Somatic Mutation Discovery

Background:

Castleman disease (CD) is a heterogeneous group of disorders involving systemic inflammation and polyclonal lymphoproliferation. Of note, there are no clonal cell populations that are visible microscopically and no evidence of spreading or “metastasis” which is often the case with somatically-mutated/clonal malignancies. Nevertheless, given the clinico-pathologic similarities between iMCD and disorders like Hodgkin lymphoma and angioimmunoblastic T cell lymphoma, the field has long hypothesized that a rare population of somatically mutated clonal cells may be involved in UCD and iMCD pathogenesis. Recently, somatic mutations have been described in a couple studies of unclear/poor quality in patients with unicentric CD (UCD) and idiopathic multicentric CD (iMCD). suggesting a potential role for somatically mutated cells in pathogenesis. Given that the lymph node is the site of histopathologic changes required to diagnose CD, the lymph node tissue has been considered the most likely site where somatically mutated cells may be if present in CD.

Project Plan:

Extracted DNA from FFPE slides from 84 patients including multiple CD subtypes, positive disease controls, and healthy individuals as well as extracted DNA from PBMC samples which will be used to screen out potential germline mutation.

Research Questions:

  1. QC: Are there somatic mutations identified in the 14 healthy controls between DNA from the lymph node tissue and the spleen (negative control)? Hypothesize no.

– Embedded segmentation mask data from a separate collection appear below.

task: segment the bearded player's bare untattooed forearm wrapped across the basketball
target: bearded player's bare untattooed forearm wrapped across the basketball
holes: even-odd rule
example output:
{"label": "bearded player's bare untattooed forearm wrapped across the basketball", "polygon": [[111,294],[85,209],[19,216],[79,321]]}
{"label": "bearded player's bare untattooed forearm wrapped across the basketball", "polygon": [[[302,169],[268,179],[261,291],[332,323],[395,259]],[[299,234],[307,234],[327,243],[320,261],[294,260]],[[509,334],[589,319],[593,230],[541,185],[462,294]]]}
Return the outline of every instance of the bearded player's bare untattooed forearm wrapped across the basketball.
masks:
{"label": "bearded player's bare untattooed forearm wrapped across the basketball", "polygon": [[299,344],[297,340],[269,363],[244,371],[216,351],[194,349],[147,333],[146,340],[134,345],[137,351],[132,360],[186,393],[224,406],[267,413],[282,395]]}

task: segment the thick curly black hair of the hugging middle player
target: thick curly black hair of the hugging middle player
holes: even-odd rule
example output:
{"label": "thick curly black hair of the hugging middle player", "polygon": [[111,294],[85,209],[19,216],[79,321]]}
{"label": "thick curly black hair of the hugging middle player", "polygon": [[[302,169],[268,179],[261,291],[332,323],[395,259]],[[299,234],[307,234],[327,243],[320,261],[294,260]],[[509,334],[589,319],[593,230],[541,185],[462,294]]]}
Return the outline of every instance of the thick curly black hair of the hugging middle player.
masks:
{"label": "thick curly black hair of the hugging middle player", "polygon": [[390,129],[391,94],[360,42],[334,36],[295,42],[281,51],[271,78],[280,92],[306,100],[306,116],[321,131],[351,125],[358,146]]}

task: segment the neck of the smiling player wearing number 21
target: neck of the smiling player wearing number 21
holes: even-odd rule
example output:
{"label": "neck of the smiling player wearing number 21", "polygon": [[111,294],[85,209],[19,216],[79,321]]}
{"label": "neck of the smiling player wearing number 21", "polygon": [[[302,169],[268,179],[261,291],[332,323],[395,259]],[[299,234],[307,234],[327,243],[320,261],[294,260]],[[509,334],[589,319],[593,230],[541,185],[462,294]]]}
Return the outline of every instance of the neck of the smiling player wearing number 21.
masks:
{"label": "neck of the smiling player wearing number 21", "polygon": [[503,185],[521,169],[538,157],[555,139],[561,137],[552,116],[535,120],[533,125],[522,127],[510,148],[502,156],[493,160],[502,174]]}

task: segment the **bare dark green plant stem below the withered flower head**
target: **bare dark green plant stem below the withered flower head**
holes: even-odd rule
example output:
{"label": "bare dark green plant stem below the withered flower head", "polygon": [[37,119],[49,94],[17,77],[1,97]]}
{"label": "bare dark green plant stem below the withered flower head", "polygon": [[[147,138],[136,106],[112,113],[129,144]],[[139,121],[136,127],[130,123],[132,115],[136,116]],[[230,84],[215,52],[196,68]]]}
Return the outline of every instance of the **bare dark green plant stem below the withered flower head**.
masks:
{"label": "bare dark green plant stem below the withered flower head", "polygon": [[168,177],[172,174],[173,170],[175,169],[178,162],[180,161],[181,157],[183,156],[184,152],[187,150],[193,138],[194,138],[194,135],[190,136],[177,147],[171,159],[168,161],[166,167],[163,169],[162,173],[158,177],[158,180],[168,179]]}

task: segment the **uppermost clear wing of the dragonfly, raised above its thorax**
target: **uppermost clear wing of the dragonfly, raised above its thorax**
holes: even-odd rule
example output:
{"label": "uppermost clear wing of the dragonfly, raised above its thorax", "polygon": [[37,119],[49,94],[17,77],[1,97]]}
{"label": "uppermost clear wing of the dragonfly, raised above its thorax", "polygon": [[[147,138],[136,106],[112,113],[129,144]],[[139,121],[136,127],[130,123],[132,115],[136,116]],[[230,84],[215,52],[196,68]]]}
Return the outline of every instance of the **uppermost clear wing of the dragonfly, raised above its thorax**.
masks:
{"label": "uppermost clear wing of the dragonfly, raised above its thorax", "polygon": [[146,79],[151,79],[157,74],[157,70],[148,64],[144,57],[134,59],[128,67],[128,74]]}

  2. QC: Are there somatic mutations identified in the 5 ulcerative colitis lymph node samples (negative control)? Hypothesize no.

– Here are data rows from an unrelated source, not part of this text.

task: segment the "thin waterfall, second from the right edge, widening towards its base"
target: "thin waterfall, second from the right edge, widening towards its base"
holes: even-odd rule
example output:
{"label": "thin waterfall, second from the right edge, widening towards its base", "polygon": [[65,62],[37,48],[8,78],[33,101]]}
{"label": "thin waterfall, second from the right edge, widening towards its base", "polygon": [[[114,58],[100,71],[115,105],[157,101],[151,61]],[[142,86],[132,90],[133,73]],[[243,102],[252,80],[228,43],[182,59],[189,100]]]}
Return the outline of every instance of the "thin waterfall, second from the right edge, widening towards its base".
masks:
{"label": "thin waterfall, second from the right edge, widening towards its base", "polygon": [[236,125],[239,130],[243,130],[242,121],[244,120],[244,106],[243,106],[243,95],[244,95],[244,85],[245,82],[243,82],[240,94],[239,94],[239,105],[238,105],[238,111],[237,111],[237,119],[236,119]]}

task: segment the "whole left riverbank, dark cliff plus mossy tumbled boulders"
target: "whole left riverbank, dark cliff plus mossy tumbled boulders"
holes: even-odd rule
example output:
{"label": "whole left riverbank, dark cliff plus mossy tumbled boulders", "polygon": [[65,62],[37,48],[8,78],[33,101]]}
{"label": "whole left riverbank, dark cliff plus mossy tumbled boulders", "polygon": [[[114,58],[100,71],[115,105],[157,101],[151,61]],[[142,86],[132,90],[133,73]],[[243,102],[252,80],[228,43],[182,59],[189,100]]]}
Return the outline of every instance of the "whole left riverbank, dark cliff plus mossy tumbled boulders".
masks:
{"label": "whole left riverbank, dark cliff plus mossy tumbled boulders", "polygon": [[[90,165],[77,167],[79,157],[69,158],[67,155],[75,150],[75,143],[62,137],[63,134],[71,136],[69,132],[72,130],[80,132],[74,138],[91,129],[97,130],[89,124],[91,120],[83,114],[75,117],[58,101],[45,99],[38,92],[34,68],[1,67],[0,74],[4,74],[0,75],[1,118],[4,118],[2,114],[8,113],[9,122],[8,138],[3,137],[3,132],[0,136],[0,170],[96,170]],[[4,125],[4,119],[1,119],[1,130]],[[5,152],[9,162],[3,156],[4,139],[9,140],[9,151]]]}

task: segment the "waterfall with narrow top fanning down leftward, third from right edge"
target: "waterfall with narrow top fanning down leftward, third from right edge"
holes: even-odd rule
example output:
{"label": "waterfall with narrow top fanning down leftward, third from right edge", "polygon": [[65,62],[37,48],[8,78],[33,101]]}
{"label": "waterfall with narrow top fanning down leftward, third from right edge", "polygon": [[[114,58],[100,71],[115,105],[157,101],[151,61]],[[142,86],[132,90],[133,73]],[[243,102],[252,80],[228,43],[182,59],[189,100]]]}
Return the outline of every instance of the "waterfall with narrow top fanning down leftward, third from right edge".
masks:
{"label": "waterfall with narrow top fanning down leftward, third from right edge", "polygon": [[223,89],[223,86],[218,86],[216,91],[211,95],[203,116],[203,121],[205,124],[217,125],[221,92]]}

  3. QC: Are there somatic mutations identified in the DLBCL samples that have been previously reported in DLBCL (positive control)? Hypothesize yes.

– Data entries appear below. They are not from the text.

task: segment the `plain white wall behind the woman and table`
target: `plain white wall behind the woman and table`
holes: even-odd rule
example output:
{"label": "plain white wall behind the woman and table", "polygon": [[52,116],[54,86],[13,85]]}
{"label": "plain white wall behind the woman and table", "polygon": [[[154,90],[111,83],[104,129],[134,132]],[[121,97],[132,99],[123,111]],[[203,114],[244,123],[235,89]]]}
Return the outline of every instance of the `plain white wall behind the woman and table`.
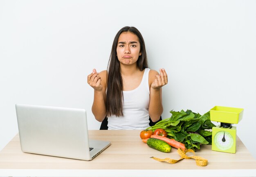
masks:
{"label": "plain white wall behind the woman and table", "polygon": [[135,26],[151,69],[165,68],[163,118],[244,108],[237,134],[256,157],[256,1],[0,0],[0,149],[18,133],[15,103],[85,108],[86,76],[105,70],[115,34]]}

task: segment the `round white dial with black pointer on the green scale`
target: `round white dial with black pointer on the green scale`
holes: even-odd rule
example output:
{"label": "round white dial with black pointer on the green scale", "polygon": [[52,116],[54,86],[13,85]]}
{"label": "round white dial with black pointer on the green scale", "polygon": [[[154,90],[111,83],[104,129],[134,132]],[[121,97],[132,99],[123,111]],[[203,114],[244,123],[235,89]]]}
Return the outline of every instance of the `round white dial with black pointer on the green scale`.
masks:
{"label": "round white dial with black pointer on the green scale", "polygon": [[233,146],[234,140],[229,132],[218,131],[214,136],[214,143],[220,150],[227,150]]}

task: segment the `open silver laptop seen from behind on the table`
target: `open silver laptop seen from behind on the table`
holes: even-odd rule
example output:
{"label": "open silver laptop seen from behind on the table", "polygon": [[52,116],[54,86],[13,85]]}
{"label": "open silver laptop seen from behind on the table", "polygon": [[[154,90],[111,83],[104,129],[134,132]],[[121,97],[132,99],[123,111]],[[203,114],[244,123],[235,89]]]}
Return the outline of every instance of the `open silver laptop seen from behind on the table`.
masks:
{"label": "open silver laptop seen from behind on the table", "polygon": [[16,114],[24,153],[92,160],[111,144],[89,140],[85,109],[16,104]]}

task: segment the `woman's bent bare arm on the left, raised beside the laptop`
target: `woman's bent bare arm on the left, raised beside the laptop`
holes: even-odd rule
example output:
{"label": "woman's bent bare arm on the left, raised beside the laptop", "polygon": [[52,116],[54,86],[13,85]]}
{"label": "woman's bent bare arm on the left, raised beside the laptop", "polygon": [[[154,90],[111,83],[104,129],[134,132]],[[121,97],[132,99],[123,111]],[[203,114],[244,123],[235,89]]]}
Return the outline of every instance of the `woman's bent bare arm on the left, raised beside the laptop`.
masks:
{"label": "woman's bent bare arm on the left, raised beside the laptop", "polygon": [[106,77],[106,70],[97,73],[95,69],[87,77],[88,84],[94,89],[92,114],[99,122],[106,117]]}

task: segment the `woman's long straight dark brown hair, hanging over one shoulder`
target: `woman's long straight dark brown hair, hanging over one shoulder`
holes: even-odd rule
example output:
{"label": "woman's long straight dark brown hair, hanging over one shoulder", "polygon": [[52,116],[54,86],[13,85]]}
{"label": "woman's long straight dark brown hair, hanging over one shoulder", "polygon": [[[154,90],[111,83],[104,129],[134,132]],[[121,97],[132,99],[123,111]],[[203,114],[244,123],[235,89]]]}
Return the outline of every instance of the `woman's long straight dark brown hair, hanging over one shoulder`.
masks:
{"label": "woman's long straight dark brown hair, hanging over one shoulder", "polygon": [[117,42],[121,33],[130,32],[139,38],[141,55],[137,60],[139,70],[148,68],[148,60],[144,39],[139,30],[133,26],[125,26],[118,31],[113,41],[110,58],[108,61],[108,79],[107,79],[107,98],[106,98],[106,114],[107,116],[124,116],[123,114],[123,79],[120,72],[120,63],[117,58]]}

  4. Are there multiple, recurrent somatic mutations in the same gene (and/or same locus) in lymph node tissue across multiple patients in our CD cohort? 

  5. Are there multiple somatic mutations in different genes in the same pathway in lymph node tissue across multiple patients in our CD cohort?

  6. Are there any single somatic mutations that may be involved in CD and require further functional studies?